The answer is: It depends. Carefully read the machine instruction manual of the vendor. In doubt, it is not!
Edit:
Oh, I saw it now, you also ask for ++counter. The statement "most likely to be translated" can not be trusted at all. This largely depends also on the compiler of course! It gets more difficult when the compiler is making different optimizations.
Not always - on some architectures one assembly instruction is translated into one machine code instruction, while on others it does not.
In addition - you can never assume that the program language you are using is compiling a seemingly simple line of code into one assembly instruction. Moreover, on some architectures, you cannot assume one machine code will execute atomically.
Use proper synchronization techniques instead, dependent on the language you are coding in.
Increment/decrement operations on 32-bit or less integer variables on a single 32-bit processor with no Hyper-Threading Technology are atomic.
On a processor with Hyper-Threading Technology or on a multi-processor system, the increment/decrement operations are NOT guaranteed to be executed atomicaly.
Invalidated by Nathan's comment:
If I remember my Intel x86 assembler correctly, the INC instruction only works for registers and does not directly work for memory locations.
So a counter++ would not be a single instruction in assembler (just ignoring the post-increment part). It would be at least three instructions: load counter variable to register, increment register, load register back to counter. And that is just for x86 architecture.
In short, don't rely on it being atomic unless it is specified by the language specification and that the compiler that you are using supports the specifications.
Another issue is that if you don't declare the variable as volatile, the code generated would probably not update the memory at every loop iteration, only at the end of the loop the memory would be updated.
No you cannot assume this. Unless it clearly stated in compiler specification. And moreover no one can guarantee that one single assembler instruction indeed atomic. In practice each assembler instruction is translated to number of microcode operation - uops.
Also the issue of race condition is tightly coupled with memory model(coherence, sequential, release coherence and etc.), for each one the answer and result could be different.
In most cases, no.

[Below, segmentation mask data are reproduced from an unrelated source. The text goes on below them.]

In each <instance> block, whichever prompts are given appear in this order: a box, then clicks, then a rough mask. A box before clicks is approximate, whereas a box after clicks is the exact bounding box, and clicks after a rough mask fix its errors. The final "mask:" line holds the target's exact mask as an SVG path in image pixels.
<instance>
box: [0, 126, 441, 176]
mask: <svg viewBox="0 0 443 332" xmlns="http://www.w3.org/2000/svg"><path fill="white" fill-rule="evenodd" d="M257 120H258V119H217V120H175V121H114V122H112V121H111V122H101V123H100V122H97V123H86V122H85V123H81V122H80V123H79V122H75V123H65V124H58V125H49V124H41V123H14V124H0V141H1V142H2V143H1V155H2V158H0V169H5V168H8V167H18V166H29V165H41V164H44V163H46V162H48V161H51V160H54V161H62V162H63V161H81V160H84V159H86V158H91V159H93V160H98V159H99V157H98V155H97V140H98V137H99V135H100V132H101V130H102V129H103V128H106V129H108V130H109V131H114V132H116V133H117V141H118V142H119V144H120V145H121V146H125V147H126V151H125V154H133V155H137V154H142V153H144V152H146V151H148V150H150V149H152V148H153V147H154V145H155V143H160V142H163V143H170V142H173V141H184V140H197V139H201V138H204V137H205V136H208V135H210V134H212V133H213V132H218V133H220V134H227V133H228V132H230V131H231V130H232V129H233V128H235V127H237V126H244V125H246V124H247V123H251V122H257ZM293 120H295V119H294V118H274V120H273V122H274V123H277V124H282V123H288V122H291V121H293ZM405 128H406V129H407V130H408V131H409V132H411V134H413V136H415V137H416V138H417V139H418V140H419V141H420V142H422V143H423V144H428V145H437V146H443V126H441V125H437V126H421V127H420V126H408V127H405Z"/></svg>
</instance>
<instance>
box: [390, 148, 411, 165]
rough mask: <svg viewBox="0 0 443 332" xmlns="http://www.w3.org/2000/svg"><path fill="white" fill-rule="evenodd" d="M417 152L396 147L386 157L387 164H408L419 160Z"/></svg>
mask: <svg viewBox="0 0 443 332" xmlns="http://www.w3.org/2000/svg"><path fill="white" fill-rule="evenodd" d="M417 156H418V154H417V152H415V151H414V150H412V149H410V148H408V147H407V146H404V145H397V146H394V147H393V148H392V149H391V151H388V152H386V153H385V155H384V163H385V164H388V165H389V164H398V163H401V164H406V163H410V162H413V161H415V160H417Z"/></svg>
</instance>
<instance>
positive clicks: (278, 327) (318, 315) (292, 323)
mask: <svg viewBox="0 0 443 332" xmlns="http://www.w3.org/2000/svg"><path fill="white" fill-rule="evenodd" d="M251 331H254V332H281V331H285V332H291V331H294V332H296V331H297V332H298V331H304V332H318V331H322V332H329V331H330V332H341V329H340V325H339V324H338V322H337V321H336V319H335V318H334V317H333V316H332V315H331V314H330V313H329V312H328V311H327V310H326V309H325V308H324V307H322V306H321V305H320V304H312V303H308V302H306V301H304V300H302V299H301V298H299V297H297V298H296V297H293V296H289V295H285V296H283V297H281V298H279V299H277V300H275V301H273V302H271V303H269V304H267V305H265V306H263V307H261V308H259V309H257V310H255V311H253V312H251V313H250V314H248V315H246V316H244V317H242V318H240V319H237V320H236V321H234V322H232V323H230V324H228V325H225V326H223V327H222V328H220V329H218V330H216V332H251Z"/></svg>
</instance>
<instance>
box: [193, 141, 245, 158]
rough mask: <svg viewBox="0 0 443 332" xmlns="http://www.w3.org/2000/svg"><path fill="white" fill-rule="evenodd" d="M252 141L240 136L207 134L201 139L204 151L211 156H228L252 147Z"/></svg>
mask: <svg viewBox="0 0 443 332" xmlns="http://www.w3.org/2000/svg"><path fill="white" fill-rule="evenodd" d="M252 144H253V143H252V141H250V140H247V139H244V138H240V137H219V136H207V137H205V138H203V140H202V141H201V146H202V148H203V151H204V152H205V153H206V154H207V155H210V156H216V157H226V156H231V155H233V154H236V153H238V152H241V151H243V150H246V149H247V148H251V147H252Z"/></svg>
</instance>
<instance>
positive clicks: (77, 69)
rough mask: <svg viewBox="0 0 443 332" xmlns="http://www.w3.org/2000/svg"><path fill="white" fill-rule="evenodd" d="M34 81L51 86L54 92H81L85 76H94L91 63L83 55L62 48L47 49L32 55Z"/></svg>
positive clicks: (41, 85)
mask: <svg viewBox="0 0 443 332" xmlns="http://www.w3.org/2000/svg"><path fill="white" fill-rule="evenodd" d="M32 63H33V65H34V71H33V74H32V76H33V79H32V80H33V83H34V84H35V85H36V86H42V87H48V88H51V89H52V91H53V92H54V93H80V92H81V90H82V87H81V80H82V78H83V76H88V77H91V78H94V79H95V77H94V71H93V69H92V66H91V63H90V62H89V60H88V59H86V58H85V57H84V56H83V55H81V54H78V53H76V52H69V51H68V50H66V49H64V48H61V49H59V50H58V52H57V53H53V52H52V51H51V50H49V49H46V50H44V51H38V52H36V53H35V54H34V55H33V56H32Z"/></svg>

In fact, on x86, you can perform the instruction
push [address]
which, in C, would be something like:
*stack-- = *address;
This performs two memory transfers in one instruction.
That's basically impossible to do in 1 clock cycle, not the least because one memory transfer is also not possible in one cycle!
Might not be an actual answer to your question, but (assuming this is C#, or another .NET language) if you want counter++ to really be multi-threaded atomic, you could use System.Threading.Interlocked.Increment(counter).
See other answers for actual information on the many different ways why/how counter++ could not be atomic. ;-)
On many other processors, the seperation between memory system and processor is bigger. (often these processor can be little or big-endian depending on memory system, like ARM and PowerPC), this also has consequences for atomic behaviour if the memory system can reorder reads and writes.
For this purpose, there are memory barriers (http://en.wikipedia.org/wiki/Memory_barrier)
So in short, while atomic instructions are enough on intel (with the relevant lock prefixes), more must be done on non-intel, since the memory I/O might not be in the same order.
This is a known problem when porting "lock-free" solutions from Intel to other architectures.
(Note that multiprocessor (not multicore) systems on x86 also seem to need memory barriers, at least in 64-bit mode.
I think that you'll get a race condition on access.
If you wanted to ensure an atomic operation in incrementing counter then you'd need to use ++counter.